Students Learn to Manage Future of Angkor

siem reap town – As Cambodia repairs itself after three decades of civil war and political turmoil, the government is looking to the temples of Angkor as a beacon to draw tourists and their dollars to the country, filling the state’s chronically empty coffers.

But if the temples are not managed properly, conservationists warn, Cambodia may lose its golden goose.

“It’s quite, quite crucial that they get a visitor management plan together now,” said Sharon Sullivan, a consultant working with the World Monuments Fund to train Cambodians to care for the temples. “Otherwise, they’re going to be swamped.

“People need to start thinking about this,” she said. “There’s always a tension in these matters between the Cambodian government wanting of course to get as many people into the temples as it can and the fact that unless they control it and put effort into good management, they will lose it and the people will go somewhere that’s fresher and more off the track.”

To help Cambodia plan the future of Angkor, the World Monu­ments Fund is training a group of two dozen people how to identify and solve problems at the temples and manage the thousands of tourists who come to see them, while preserving the culture of the villages in the complex.

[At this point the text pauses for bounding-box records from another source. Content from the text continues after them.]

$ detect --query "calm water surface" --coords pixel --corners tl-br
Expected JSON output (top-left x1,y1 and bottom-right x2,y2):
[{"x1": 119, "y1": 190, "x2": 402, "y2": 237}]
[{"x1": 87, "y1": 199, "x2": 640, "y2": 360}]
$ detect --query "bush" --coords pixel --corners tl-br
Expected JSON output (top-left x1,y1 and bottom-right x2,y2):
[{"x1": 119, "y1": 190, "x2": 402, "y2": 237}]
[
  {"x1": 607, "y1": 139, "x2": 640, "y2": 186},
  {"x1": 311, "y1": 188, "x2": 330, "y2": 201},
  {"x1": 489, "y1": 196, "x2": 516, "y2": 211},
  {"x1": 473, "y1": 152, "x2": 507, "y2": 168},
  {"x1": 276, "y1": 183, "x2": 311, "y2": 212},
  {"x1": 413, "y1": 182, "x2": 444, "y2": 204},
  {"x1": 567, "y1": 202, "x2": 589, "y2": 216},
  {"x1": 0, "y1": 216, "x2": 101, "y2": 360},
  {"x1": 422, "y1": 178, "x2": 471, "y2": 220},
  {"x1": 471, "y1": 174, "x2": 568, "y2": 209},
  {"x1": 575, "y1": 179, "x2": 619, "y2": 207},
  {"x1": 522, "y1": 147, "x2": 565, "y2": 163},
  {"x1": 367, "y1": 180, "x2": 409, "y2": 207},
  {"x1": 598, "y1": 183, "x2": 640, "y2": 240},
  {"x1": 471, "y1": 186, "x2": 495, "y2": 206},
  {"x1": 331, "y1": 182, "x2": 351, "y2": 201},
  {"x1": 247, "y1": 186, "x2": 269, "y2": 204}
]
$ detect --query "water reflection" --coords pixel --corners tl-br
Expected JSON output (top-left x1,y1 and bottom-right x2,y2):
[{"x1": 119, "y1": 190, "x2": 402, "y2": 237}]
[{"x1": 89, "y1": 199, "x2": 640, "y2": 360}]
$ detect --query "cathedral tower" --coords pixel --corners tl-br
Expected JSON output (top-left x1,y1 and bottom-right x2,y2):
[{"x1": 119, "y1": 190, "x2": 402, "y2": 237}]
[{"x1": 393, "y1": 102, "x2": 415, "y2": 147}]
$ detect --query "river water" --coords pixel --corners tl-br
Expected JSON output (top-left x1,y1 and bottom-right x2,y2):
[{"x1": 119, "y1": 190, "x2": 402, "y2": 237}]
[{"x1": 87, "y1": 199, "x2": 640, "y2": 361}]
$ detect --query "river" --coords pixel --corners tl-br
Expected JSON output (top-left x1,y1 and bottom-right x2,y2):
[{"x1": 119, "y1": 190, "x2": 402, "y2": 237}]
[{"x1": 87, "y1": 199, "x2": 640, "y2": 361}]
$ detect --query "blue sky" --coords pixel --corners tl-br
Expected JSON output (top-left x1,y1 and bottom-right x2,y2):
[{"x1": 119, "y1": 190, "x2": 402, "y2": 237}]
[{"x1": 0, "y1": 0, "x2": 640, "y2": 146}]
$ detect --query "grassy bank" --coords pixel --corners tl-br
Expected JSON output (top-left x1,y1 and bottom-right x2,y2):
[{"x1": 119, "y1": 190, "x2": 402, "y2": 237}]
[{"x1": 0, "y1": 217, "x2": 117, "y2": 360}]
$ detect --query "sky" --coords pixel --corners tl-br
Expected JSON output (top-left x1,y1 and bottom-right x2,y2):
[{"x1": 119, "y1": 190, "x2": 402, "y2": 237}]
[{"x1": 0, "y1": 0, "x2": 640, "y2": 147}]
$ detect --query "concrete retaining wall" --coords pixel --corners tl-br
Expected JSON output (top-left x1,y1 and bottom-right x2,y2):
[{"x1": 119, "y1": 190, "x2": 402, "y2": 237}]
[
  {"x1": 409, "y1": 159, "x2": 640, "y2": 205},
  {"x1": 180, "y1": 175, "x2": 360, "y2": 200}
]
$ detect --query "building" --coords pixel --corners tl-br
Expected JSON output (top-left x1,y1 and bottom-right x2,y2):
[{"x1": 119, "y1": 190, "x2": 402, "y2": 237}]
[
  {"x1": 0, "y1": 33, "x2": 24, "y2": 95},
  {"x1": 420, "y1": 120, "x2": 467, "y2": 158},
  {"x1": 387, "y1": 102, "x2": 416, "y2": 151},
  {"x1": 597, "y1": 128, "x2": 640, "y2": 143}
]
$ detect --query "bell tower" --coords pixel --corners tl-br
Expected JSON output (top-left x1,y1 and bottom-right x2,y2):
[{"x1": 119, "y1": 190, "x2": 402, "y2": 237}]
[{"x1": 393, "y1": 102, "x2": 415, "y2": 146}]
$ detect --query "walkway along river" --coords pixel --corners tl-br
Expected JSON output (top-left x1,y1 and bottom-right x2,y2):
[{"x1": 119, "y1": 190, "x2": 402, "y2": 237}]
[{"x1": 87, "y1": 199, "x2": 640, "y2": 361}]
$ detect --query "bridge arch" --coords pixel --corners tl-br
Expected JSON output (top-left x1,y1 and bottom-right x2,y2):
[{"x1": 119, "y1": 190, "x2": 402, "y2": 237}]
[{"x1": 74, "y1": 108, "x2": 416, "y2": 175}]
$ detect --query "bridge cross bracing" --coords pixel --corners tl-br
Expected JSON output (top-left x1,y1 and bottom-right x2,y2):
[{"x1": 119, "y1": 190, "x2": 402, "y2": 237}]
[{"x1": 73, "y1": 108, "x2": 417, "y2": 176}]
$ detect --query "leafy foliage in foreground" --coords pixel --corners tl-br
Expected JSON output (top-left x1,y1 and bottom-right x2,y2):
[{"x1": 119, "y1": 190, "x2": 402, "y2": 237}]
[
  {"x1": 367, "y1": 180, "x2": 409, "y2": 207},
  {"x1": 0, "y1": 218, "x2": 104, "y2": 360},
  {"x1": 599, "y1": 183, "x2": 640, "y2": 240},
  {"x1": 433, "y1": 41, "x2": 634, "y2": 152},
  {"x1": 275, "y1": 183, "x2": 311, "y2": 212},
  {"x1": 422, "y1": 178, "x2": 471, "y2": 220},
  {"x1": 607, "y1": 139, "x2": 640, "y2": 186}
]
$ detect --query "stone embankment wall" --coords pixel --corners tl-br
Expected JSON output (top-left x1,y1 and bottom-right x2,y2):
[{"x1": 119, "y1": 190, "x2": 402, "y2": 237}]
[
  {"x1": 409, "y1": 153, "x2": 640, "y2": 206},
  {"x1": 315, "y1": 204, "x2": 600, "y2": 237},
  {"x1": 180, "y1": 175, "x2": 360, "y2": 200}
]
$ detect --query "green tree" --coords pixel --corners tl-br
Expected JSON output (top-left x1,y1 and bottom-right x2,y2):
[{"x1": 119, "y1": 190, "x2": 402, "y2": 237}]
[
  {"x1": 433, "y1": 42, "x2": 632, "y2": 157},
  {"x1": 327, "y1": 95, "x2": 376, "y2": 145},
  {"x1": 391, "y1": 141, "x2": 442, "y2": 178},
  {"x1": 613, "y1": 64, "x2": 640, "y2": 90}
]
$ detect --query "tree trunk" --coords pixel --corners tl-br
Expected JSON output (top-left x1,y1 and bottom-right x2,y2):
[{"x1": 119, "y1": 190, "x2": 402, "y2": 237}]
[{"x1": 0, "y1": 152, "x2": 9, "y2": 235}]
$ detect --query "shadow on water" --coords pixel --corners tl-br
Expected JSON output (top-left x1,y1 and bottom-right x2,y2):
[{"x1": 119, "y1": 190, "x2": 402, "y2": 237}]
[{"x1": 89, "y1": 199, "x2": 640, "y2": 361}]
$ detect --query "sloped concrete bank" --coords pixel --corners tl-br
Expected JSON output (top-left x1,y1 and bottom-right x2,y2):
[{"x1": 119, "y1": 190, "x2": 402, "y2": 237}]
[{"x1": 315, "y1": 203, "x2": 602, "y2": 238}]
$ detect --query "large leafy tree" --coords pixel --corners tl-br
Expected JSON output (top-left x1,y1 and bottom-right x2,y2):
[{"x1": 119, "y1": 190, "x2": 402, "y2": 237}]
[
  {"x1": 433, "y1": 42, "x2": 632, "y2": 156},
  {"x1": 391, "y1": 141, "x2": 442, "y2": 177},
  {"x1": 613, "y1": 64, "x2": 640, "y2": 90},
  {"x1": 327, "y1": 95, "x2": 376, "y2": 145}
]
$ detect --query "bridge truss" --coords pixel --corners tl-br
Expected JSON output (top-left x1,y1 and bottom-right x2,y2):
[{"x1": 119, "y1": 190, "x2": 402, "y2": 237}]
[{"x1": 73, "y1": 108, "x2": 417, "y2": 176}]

The students, all Cambodian, were drawn from groups ranging from the national police to conservation groups to the Apsara Authority, which oversees temple management. The two-week workshop, which concludes March 12, focuses on developing a five-year plan for the Preah Khan temple, though the ideas being discussed apply to all the monuments. The training program could extend to the whole of the temple complex in coming years, said John Sanday, field director for the World Monu­ments Fund’s Preah Kahn Con­servation Project.

On Saturday, the students met with the “stakeholders” of Ang­kor, people from the local government, conservation groups, NGOs and hotels whose work in some way involves the temples.

Attendees at the conference agreed restrictions would soon be needed to limit where tourists can walk and what they can touch at the temples.

Several people also suggested a need for limiting the number of visitors allowed into a temple at any one time.

Cambodians are already seeing a sign of what is to come. The number of tourists coming to Cambodia last year climbed 30 percent over the previous year, and tourism officials expect a similar increase this year. Most of these tourists see the temples of Angkor while in Cambodia.

The government recently made it easier for people to visit the temples, allowing several international air carriers to fly directly into Siem Reap rather than stopping first in Phnom Penh.